Incredible. I don't know what's inside Sion Sono's head, but I'd be afraid to look in there.
Then, when we evennnnnntualllllyyyyy land on a planet, that's even worse! It's an amazing artistic achievement, in boredom. No, I'm not being ironic. Here's the state of the universe:
"Humanity thus repeated its substantial disasters and monumental failures. People died off every time they did. Space is now ensconced in a quiet peace. Machines control space, where robot AI account for 80% and humans account for the other 20%. In space, humans are already regarded as a species on the brink of extinction. The pursuit of science is all but completed, but humans can still only live for up to 100 years. In space, the human population is but a vanishing candle."
Whenever Kagurazaka lands on a planet, it'll be apparently empty. Japan's an ageing, declining country, obviously, and Sono's reflecting that with his beautiful, pseudo-apocalyptic filming in what look like ghost towns. You'll again have lots of static camerawork making the scenery the most important thing on screen, as a little human figure (usually Kagurazaka) moves insignificantly through beautiful, desolate visual compositions. The end isn't just arriving. It's come and gone. We're picking through what was left afterwards. Kagurazaka's clients meet her and take their packages, which is bathetic in how simple and mundane it is. These planets get increasingly surreal (in their understated way). There's a planet that's like a homage to 1930s American cinema, another that's Brechtian (old people standing motionless by the beach) and another that's like a kami-shibai puppet show.

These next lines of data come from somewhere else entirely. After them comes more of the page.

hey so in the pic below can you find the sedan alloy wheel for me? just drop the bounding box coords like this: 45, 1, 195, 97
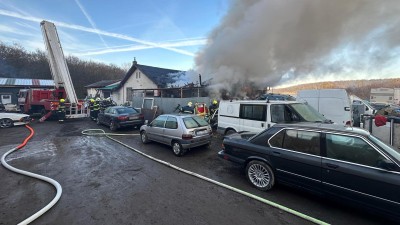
0, 118, 13, 128
246, 161, 275, 191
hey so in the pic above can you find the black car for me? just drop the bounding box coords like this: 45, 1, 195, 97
219, 123, 400, 220
97, 106, 144, 131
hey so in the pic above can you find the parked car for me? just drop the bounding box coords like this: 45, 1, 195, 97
219, 123, 400, 220
0, 112, 31, 128
140, 114, 212, 156
370, 102, 390, 111
96, 106, 144, 131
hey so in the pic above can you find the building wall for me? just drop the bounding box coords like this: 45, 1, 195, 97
370, 88, 395, 104
87, 88, 97, 98
113, 69, 157, 105
0, 87, 22, 105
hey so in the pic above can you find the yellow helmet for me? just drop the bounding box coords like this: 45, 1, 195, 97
212, 99, 218, 105
90, 99, 95, 103
60, 99, 65, 103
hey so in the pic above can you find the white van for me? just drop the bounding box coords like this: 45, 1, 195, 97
217, 100, 329, 135
297, 89, 352, 126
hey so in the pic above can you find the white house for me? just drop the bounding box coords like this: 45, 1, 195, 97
110, 59, 183, 105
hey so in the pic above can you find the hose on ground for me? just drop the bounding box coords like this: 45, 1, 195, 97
82, 129, 330, 225
1, 125, 62, 225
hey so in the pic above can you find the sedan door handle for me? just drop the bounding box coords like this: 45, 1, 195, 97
326, 163, 339, 169
272, 151, 281, 156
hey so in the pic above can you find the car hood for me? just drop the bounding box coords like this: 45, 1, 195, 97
0, 113, 30, 120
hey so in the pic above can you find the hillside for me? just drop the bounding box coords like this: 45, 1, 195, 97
274, 78, 400, 100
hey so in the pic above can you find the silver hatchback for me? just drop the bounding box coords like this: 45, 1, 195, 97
140, 114, 212, 156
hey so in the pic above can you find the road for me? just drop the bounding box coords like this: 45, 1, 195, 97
0, 119, 396, 225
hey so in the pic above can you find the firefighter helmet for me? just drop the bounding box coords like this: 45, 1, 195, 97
90, 98, 95, 103
188, 102, 193, 107
96, 97, 101, 101
212, 99, 218, 105
60, 98, 65, 103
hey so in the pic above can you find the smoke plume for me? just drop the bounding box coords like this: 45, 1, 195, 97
195, 0, 400, 95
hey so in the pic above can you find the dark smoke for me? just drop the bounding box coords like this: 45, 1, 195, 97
195, 0, 400, 96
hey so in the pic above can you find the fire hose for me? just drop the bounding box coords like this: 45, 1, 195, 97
1, 125, 62, 225
82, 129, 330, 225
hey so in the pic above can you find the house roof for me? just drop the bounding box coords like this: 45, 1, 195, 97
85, 79, 121, 88
116, 62, 183, 90
0, 77, 54, 87
98, 83, 120, 90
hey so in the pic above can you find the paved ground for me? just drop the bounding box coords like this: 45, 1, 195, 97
0, 119, 397, 225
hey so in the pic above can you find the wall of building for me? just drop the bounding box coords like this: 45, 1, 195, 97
0, 87, 21, 105
113, 69, 158, 105
131, 96, 211, 114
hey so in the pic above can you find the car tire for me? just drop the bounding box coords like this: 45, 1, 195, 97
140, 131, 149, 144
110, 121, 117, 131
245, 160, 275, 191
172, 141, 185, 156
0, 118, 14, 128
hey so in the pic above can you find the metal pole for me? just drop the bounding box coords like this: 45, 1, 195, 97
368, 115, 373, 133
390, 118, 394, 146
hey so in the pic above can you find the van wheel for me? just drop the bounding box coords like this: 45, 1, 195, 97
172, 141, 185, 156
246, 160, 275, 191
225, 129, 236, 136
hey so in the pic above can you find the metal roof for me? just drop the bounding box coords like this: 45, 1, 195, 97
0, 77, 54, 87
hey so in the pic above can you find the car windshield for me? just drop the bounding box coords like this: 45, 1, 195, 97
116, 108, 137, 114
290, 103, 329, 122
183, 116, 209, 128
369, 135, 400, 162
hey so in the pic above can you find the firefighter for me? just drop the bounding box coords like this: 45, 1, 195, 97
58, 98, 66, 123
89, 98, 95, 120
93, 98, 100, 120
209, 99, 218, 116
182, 101, 194, 113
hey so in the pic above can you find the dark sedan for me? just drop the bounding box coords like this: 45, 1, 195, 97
218, 123, 400, 220
97, 106, 144, 131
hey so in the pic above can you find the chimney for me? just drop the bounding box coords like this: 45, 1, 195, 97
133, 57, 137, 66
199, 74, 202, 87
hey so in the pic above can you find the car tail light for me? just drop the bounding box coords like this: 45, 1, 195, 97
182, 134, 193, 140
117, 116, 128, 121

You can't just call this film "dull". It's transcending the word and inventing its own Dull Dimensions. Show this film to ten ordinary cinemagoers and nine of them will never speak to you again. That said, though...
It's surprisingly hard to fast-forward this film. If you try, you'll almost immediately have to stop for something you should probably watch. Maybe it's a new planet. Maybe it's some information we hadn't known before. (Sono takes his time telling us what's going on, carefully dripping out his mini-revelations one by one.) I also don't think I've ever seen anything like Sono's portrayal of space travel, which feels realistic in a way that crushes anything I'd ever seen on screen before. I'd be impressed by something as simple as the sunlight coming through the windscreen as the ship changes course.
Also, at one point Kagurazaka lifts the floor plates and we hear something that reminded me of the Dalek control room sound. Incidentally, in real life she's Sono's wife and she often acts in his films.
This film is amazing. Most cinemagoers would regard it as an instrument of torture, but it's amazing. I'm dumbfounded. I'm certainly not planning to watch it again, but it's reminded me that I need to watch more Sion Sono. My main problem with that is his penchant for making four-hour films, e.g. Love Exposure. (Mind you, I'm pretty sure that film won't be dull. It's about love, family, lust, religion and the art of upskirt photography. This is also a man who's capable of making one of the grossest, most twisted films in Japanese cinema history... and it won't even necessarily be the grossest, most twisted film he made that year. I'm thinking of 2005.) If you thought you'd seen everything, think again.